To counteract this tendency, you'd have to somehow prevent the entropic increase within each system. Technically doable, but the devil is in the details. Life itself fights entropy, the problem is that whatever anti-entropic mechanisms it employs, they're not stable long-term, at least not for pluricellular organisms as separate systems. The biosphere as a whole has actually been remarkably resilient so far.
I've posted about some of the interesting stuff going on regarding stem cells, particularly around hockey legend Gordie Howe's rather miraculous recover from a stroke earlier this year. I'm really not sure why this isn't getting more news nationally, or even why on HN it isn't getting any traction/discussion:
http://www.freep.com/story/sports/nhl/red-wings/2015/05/18/g...
So is it simply that the average HN'er is around 28 years old and just doesn't care about aging or stem cell research that is mostly aimed at fixing 'old people'? Is everyone just assuming this stuff will get sorted out in the next 20 years by time the average HN'er actually needs to worry about it?
Or is it because the stem cell medical centers that provided Mr. Howe with the treatments are outside the US? Aka, not invented here so must be BS?

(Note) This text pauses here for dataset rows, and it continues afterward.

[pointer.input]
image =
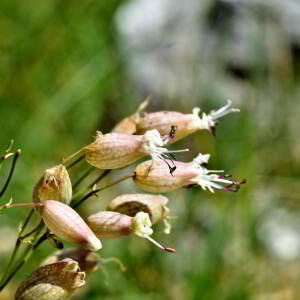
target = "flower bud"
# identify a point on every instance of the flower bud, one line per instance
(185, 124)
(110, 225)
(55, 184)
(128, 125)
(117, 150)
(66, 223)
(56, 281)
(154, 205)
(87, 260)
(155, 176)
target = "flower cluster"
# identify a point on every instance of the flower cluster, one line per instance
(138, 136)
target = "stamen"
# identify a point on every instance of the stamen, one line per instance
(223, 111)
(167, 249)
(210, 121)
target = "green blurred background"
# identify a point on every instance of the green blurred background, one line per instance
(69, 68)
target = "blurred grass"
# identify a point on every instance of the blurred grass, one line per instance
(63, 76)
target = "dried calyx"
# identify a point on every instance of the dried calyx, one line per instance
(128, 125)
(66, 223)
(110, 225)
(117, 150)
(55, 184)
(56, 281)
(87, 260)
(185, 123)
(154, 205)
(155, 177)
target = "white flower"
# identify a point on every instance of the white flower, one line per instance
(141, 226)
(209, 121)
(209, 181)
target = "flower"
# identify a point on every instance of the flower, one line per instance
(154, 205)
(128, 125)
(141, 226)
(117, 150)
(110, 225)
(55, 184)
(185, 124)
(66, 223)
(56, 281)
(155, 177)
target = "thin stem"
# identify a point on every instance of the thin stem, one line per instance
(17, 245)
(16, 156)
(10, 205)
(21, 238)
(115, 260)
(80, 179)
(75, 162)
(90, 194)
(27, 254)
(99, 178)
(65, 160)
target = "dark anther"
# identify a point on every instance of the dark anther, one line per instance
(170, 157)
(172, 131)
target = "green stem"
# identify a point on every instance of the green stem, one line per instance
(90, 194)
(16, 156)
(26, 255)
(99, 178)
(70, 158)
(8, 205)
(80, 179)
(17, 245)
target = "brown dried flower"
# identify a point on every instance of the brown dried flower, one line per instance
(155, 176)
(87, 260)
(185, 124)
(128, 125)
(154, 205)
(110, 225)
(66, 223)
(56, 281)
(117, 150)
(55, 184)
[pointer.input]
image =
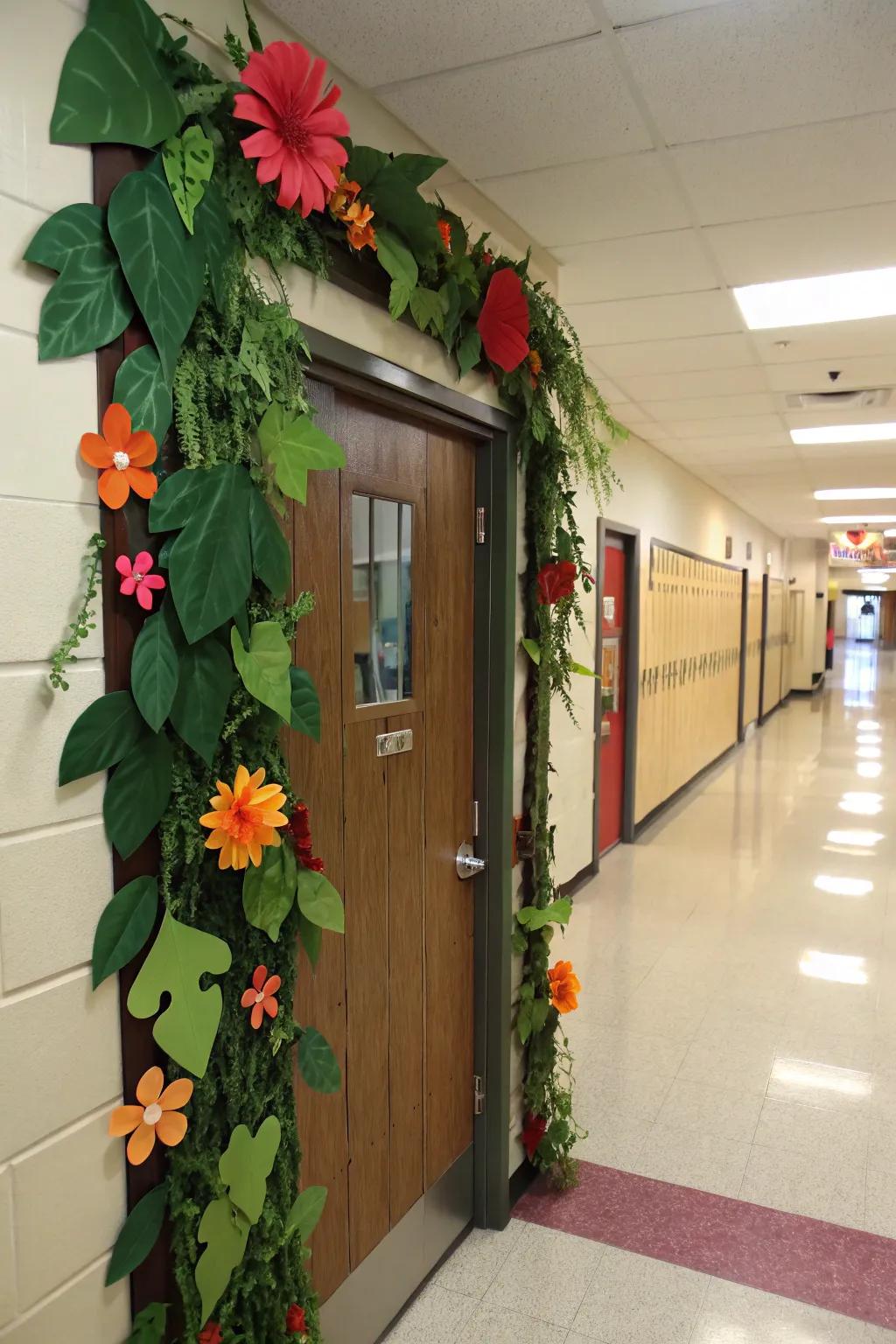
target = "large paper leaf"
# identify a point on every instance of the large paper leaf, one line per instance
(100, 737)
(263, 666)
(188, 1026)
(164, 266)
(318, 1063)
(305, 715)
(305, 1213)
(271, 559)
(320, 900)
(138, 1234)
(294, 446)
(206, 680)
(225, 1231)
(210, 564)
(124, 927)
(113, 84)
(269, 890)
(137, 794)
(188, 160)
(248, 1163)
(153, 667)
(89, 304)
(140, 386)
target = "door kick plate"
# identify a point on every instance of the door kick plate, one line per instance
(393, 744)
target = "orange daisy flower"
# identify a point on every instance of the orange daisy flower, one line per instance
(122, 458)
(158, 1116)
(242, 819)
(564, 987)
(261, 996)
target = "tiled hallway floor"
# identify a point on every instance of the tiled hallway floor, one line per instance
(737, 1033)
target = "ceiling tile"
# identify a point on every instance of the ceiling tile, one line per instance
(399, 39)
(790, 172)
(805, 245)
(627, 268)
(665, 316)
(735, 69)
(612, 198)
(556, 105)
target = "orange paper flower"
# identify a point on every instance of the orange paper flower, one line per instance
(158, 1116)
(121, 458)
(242, 819)
(564, 987)
(261, 996)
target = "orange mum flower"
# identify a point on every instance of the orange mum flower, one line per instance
(242, 819)
(564, 987)
(156, 1117)
(122, 458)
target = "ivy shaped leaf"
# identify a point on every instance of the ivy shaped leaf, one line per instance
(248, 1163)
(89, 304)
(188, 1026)
(263, 666)
(294, 446)
(188, 160)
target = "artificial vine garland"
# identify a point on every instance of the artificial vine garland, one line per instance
(193, 745)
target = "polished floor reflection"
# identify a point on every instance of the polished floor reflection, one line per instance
(737, 1033)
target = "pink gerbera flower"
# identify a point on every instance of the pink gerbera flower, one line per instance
(298, 142)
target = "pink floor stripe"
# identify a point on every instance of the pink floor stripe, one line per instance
(837, 1268)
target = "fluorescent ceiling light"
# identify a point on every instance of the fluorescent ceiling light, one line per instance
(818, 298)
(848, 434)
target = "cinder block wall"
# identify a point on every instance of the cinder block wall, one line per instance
(62, 1191)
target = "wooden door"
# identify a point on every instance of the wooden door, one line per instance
(387, 549)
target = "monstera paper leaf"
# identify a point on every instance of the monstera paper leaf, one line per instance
(178, 956)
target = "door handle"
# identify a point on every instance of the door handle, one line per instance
(466, 863)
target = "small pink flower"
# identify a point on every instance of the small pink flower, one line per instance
(136, 578)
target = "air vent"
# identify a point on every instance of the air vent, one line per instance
(860, 401)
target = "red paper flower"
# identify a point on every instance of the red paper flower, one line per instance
(534, 1130)
(261, 996)
(296, 1323)
(298, 142)
(556, 579)
(504, 321)
(136, 578)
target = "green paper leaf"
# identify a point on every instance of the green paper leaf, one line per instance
(318, 900)
(294, 446)
(188, 160)
(263, 667)
(163, 265)
(269, 890)
(153, 667)
(89, 304)
(137, 794)
(225, 1231)
(115, 87)
(138, 1234)
(188, 1026)
(271, 559)
(140, 386)
(305, 715)
(396, 258)
(124, 928)
(100, 737)
(469, 351)
(206, 682)
(248, 1163)
(305, 1213)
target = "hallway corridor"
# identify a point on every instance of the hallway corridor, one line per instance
(737, 1035)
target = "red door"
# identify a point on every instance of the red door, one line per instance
(612, 619)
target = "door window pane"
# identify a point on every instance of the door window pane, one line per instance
(381, 628)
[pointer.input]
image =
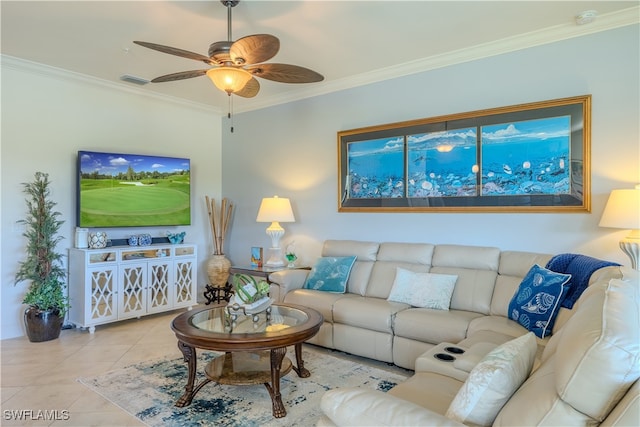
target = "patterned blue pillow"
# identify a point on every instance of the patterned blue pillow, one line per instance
(537, 302)
(330, 274)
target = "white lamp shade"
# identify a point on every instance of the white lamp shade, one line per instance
(275, 209)
(622, 210)
(229, 79)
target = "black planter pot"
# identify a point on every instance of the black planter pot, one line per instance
(42, 325)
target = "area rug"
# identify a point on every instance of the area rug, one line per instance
(149, 391)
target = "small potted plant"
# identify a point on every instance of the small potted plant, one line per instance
(42, 265)
(291, 256)
(248, 291)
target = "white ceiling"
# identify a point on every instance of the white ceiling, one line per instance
(349, 42)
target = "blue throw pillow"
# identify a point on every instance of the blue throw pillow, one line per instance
(537, 302)
(330, 274)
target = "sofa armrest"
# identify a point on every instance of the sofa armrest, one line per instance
(287, 280)
(361, 407)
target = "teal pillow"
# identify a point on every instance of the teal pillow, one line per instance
(330, 274)
(537, 302)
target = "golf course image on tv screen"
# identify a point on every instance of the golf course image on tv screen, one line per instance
(132, 190)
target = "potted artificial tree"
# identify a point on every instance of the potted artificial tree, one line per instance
(42, 266)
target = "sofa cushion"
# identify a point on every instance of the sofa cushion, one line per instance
(473, 290)
(365, 253)
(514, 265)
(318, 300)
(424, 290)
(444, 326)
(579, 268)
(599, 356)
(492, 382)
(362, 407)
(430, 390)
(536, 304)
(595, 362)
(476, 268)
(366, 313)
(330, 274)
(410, 256)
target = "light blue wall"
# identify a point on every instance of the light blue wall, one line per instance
(48, 115)
(291, 150)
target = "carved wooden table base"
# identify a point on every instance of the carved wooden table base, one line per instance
(221, 370)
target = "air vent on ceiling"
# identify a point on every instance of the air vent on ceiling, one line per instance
(133, 79)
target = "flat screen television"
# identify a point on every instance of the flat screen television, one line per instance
(132, 190)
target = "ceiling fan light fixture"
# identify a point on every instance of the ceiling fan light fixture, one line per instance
(229, 79)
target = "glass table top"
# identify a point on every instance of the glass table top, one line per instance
(224, 321)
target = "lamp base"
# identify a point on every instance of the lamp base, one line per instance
(275, 258)
(631, 247)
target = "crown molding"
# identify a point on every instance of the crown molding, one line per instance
(625, 17)
(23, 65)
(554, 34)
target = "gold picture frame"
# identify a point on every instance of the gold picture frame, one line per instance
(531, 157)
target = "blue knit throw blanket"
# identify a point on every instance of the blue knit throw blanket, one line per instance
(580, 267)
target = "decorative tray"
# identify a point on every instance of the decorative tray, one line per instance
(236, 305)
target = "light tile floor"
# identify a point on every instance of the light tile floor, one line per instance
(42, 376)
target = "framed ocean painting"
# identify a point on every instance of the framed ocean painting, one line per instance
(522, 158)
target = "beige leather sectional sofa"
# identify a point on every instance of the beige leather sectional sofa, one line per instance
(584, 374)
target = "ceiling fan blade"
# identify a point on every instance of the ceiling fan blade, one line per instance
(285, 73)
(254, 49)
(249, 90)
(179, 76)
(175, 51)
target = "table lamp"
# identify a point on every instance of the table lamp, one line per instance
(623, 211)
(275, 210)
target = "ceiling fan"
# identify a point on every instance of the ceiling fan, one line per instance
(236, 64)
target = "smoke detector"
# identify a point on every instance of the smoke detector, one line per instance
(586, 17)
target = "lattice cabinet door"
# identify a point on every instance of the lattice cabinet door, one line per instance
(132, 292)
(159, 291)
(103, 285)
(185, 282)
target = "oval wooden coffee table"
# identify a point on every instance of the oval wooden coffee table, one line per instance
(255, 346)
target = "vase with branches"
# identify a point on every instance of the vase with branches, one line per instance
(219, 220)
(42, 265)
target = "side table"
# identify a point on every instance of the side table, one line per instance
(217, 295)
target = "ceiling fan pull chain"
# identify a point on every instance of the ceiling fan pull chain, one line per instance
(229, 6)
(230, 112)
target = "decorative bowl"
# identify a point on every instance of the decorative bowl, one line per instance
(176, 238)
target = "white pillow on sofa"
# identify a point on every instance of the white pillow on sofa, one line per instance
(425, 290)
(492, 382)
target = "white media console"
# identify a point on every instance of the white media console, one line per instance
(122, 282)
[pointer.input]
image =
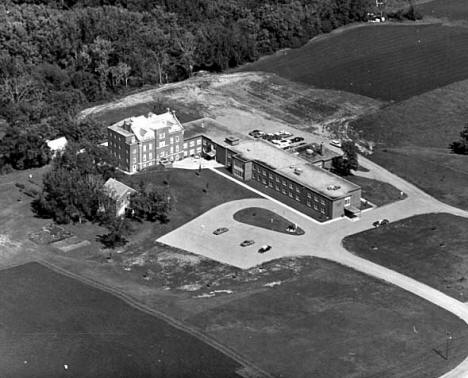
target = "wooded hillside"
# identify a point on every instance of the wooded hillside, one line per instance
(56, 55)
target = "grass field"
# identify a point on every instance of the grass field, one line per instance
(256, 216)
(389, 62)
(430, 248)
(192, 194)
(450, 9)
(413, 137)
(330, 321)
(49, 320)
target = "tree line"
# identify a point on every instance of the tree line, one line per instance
(56, 56)
(73, 191)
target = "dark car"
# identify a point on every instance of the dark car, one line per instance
(256, 133)
(220, 230)
(297, 139)
(381, 222)
(264, 248)
(246, 243)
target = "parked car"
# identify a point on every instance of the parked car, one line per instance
(220, 230)
(381, 222)
(246, 243)
(256, 133)
(297, 139)
(336, 143)
(264, 248)
(284, 133)
(164, 162)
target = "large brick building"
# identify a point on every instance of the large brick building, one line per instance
(140, 142)
(323, 194)
(143, 141)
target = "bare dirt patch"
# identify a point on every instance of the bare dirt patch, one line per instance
(245, 101)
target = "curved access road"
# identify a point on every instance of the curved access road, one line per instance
(319, 240)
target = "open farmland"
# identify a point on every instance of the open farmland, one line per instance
(247, 100)
(431, 248)
(450, 9)
(49, 321)
(332, 321)
(389, 62)
(413, 137)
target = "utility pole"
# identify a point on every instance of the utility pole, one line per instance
(447, 341)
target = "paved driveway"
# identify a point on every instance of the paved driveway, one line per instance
(320, 240)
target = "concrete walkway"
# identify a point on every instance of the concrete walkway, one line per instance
(320, 240)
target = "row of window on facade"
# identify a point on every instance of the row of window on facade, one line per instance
(192, 143)
(284, 182)
(291, 193)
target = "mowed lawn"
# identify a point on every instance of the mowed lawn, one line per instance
(388, 62)
(48, 320)
(331, 321)
(431, 248)
(377, 192)
(192, 193)
(413, 137)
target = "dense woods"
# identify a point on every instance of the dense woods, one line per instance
(57, 55)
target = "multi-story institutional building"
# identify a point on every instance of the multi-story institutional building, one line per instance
(139, 142)
(323, 194)
(305, 181)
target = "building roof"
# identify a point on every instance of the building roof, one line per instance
(116, 189)
(57, 144)
(143, 127)
(283, 162)
(295, 168)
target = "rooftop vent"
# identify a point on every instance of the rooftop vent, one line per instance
(232, 140)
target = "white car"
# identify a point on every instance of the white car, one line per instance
(336, 143)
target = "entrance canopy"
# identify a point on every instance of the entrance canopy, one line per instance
(352, 211)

It's puzzling, I mean we all have parents that are aging and having gone through watching a parent lose a lot of their capabilities from a stroke last year (and eventually dying from the strokes fallout a few months later), all I can say is this stuff can become front and center to your personal interest very rapidly when it hits home.
The surface area of HN is so broad, the number of readers interested in pretty low. This is a observable problem. I often see lots of votes and zero responses for interesting posts.
Interesting enough to click, glance over, but not enough to think about and comment.
I'm happy to report that scientists have been seriously testing if stuff actually works for over a century (Slonaker, 1912).
They typically try an intervention, like diet or exercise, on lab animals, and then see how long they live.
For what it's worth, I maintain the world's biggest spread sheet of these life span experiments.
It summarizes over 14,000.
One column is the intervention (diet, exercise, etc..) another is the change in lifespan (+10%, -2%, etc...) another is the species (human, mice, etc...) and so on.
It's interesting to see what works.
More info is at
http://morse.kiwi.nz/kingsley/doku.php?id=science:start
http://protein.bio.msu.ru/biokhimiya/contents/v78/pdf/bcm_10...
The most interesting part is that a relatively simple medical procedure called plasmapheresis or plasma exchange, might be used for rejuvenation. The process would be to exchange the blood plasma of an old person with that of a young person many times over a period of time.
The blood plasma contains signaling molecules and there is strong evidence that some of them are used to synchronize the current age throughout the body, perhaps to a master clock somewhere. This causes telomeres to be shortened, DNA repair mechanisms to be turned off, stem cells to stop dividing etc. If the clock could be reset with young plasma, the stem cells would be reset to a young state and can start dividing again to regenerate tissue. Experiments on rats suggests this is indeed happening and a number of academic labs and even a startup called alkahest is now working on getting this tested in humans.